Shenzhou 8 Docking Mission Major Step To Space Station, China Says
BEIJING -- China's space program on Friday called the recovery of an unmanned spacecraft that docked twice with an orbiting module a major step toward a future space station, and said it remained open to cooperation with other nations despite U.S. objections.
The Shenzhou 8 craft parachuted to the ground in China's western desert late Thursday after more than two weeks in space. It docked twice with the Tiangong 1 module, which remains in orbit, during a mission proving China capable of successfully docking by remote control. Early U.S. astronauts did so manually.
"It represents a major breakthrough for our country's space rendezvous and docking technology program," said Wang Zhaoyao, deputy director of the China Manned Space Engineering Office.
Although China is developing its space station on its own, Wang said China welcomed outside involvement on the basis of "mutual respect, mutual benefit, transparency and openness."

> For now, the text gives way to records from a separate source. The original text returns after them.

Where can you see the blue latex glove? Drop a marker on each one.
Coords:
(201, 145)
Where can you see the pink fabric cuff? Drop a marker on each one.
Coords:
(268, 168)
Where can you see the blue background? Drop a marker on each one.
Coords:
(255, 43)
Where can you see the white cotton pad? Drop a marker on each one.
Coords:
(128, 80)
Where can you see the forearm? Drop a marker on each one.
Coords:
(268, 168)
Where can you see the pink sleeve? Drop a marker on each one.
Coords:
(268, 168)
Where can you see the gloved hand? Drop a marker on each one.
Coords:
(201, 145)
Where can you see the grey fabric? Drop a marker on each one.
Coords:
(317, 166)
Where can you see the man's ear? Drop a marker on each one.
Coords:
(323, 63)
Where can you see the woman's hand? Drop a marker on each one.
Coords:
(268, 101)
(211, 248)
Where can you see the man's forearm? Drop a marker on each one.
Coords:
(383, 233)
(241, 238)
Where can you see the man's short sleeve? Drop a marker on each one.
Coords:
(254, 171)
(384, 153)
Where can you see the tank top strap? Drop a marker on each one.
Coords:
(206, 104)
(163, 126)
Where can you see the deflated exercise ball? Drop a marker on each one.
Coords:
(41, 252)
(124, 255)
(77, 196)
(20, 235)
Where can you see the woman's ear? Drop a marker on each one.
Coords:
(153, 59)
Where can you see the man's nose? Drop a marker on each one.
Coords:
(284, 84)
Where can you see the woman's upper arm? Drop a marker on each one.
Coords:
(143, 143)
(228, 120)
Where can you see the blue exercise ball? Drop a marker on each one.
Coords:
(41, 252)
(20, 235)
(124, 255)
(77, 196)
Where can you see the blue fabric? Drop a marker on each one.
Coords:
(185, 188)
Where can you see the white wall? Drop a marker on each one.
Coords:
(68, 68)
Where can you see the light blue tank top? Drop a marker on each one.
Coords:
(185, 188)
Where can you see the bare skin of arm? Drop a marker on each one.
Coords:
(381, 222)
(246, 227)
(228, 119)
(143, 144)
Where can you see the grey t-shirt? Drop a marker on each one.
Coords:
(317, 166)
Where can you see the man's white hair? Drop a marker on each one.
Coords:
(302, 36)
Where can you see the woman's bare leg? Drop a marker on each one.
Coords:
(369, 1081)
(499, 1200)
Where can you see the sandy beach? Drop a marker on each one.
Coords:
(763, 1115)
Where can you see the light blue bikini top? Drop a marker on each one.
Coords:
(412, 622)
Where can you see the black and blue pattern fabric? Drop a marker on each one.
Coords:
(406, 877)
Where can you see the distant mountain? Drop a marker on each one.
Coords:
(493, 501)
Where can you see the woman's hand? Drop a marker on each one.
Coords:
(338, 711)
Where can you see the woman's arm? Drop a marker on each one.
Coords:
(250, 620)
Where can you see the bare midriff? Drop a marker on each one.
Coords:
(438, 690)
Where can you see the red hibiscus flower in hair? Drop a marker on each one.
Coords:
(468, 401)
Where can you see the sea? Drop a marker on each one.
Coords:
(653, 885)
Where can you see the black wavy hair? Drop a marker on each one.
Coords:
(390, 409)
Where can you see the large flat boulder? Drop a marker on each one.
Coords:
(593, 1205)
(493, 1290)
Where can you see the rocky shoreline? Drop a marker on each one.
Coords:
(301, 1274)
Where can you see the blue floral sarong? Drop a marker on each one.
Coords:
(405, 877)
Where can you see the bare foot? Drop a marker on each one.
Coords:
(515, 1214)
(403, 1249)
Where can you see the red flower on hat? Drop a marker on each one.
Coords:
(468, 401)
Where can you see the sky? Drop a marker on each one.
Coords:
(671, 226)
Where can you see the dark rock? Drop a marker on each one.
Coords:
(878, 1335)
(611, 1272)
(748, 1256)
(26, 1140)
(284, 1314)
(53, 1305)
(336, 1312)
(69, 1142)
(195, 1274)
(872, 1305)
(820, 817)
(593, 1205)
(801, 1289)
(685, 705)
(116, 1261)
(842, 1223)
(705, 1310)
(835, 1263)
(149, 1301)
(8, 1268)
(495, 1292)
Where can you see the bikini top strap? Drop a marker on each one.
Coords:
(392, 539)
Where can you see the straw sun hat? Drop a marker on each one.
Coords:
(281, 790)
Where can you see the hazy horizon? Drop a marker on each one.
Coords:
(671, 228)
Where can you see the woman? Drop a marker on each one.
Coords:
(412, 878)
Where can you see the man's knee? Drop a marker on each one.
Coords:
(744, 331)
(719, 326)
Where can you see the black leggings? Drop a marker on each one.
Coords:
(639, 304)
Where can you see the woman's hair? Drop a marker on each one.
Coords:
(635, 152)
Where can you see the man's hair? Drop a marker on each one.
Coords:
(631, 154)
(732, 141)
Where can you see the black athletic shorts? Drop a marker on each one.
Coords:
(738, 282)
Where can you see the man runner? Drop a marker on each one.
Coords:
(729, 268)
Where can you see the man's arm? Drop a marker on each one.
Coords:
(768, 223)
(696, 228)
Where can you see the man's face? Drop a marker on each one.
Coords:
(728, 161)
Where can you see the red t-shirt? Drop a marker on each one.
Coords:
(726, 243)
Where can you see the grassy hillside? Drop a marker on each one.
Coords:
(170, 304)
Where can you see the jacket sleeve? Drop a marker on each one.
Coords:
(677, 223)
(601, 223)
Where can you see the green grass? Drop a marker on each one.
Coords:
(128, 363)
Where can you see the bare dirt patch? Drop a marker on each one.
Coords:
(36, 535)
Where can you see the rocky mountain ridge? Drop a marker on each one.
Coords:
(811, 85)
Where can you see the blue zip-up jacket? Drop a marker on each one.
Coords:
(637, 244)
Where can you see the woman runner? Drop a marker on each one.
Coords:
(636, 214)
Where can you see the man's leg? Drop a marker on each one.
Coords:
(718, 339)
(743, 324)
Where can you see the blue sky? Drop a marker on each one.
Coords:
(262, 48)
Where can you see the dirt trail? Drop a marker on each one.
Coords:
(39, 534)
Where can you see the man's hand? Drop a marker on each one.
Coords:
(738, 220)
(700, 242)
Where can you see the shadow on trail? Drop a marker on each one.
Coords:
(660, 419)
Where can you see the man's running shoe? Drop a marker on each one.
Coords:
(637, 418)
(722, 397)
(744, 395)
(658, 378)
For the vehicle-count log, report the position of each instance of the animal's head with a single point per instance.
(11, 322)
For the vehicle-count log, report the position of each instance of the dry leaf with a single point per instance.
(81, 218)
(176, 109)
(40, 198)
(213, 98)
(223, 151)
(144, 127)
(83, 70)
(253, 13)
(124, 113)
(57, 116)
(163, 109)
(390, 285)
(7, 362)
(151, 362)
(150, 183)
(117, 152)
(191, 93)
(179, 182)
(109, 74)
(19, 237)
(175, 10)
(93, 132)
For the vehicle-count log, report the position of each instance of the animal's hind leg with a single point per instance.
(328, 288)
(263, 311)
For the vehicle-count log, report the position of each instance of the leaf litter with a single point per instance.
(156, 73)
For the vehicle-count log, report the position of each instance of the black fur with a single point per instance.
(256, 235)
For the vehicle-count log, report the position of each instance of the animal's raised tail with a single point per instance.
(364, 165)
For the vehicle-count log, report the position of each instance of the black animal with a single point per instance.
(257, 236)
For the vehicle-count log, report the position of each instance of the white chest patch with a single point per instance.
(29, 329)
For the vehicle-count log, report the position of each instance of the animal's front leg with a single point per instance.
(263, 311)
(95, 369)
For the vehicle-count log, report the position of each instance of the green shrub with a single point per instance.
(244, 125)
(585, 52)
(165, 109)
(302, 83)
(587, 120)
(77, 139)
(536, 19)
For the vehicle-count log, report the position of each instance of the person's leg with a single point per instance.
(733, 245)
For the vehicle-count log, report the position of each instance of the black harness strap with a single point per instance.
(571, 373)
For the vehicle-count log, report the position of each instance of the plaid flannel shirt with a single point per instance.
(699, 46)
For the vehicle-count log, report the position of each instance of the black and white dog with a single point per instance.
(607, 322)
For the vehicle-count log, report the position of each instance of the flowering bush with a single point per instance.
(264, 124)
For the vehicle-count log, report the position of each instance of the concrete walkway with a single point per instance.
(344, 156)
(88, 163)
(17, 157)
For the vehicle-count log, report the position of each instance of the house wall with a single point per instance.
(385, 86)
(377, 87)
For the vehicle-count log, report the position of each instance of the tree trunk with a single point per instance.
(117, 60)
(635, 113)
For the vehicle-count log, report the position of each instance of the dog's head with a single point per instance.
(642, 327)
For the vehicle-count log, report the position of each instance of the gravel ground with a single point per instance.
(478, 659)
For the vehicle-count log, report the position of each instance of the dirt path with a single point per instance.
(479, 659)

"We welcome colleagues and experts in the space field to join us in developing and operating this space station so that we can together make greater contributions to manned space flight and the peaceful use of space," Wang told reporters at a news conference discussing the Shenzhou 8 mission.
China will conduct two more space docking missions next year, one of them possibly manned, and plans to complete a manned space station around 2020. At about 60 tons, the Chinese station will be considerably smaller than the 16-nation International Space Station.
China has made steady progress toward a space station since a 2003 launch that made it only the third nation to put a man in space. Two more manned missions have followed, and China separately seeks to launch a lunar rover next year.
The country launched an independent space station program after being rebuffed in its attempts to join the ISS, largely on objections from the United States. The U.S. is wary of the Chinese program's military links and the sharing of technology with its chief economic and political rival.
Despite that setback, China has refused to rule out future participation in the ISS, a willingness Wang reiterated Friday, and says its craft could dock with the ISS and spacecraft of other nations with only minor adjustments.
Wang said none of the eight Shenzhou missions have had direct military application, but conceded that the space program included many technologies such as communications satellites that could also be utilized by the military. Such so-called dual-use technologies are a common feature of the American and other space programs.
As a major player in science, China needs to independently master space technologies, Wang said, but he added that "independent development does not mean isolated development."
"China stands ready to carry out exchanges and cooperation with other countries in this field," he said.
Already, China has had limited but fruitful engagement in space cooperation with Russia, Germany, France and other nations, Wang said. He said the Shenzhou 8 landing allowed the recovery of 17 biological experiments carried out with Germany in the docking vehicle.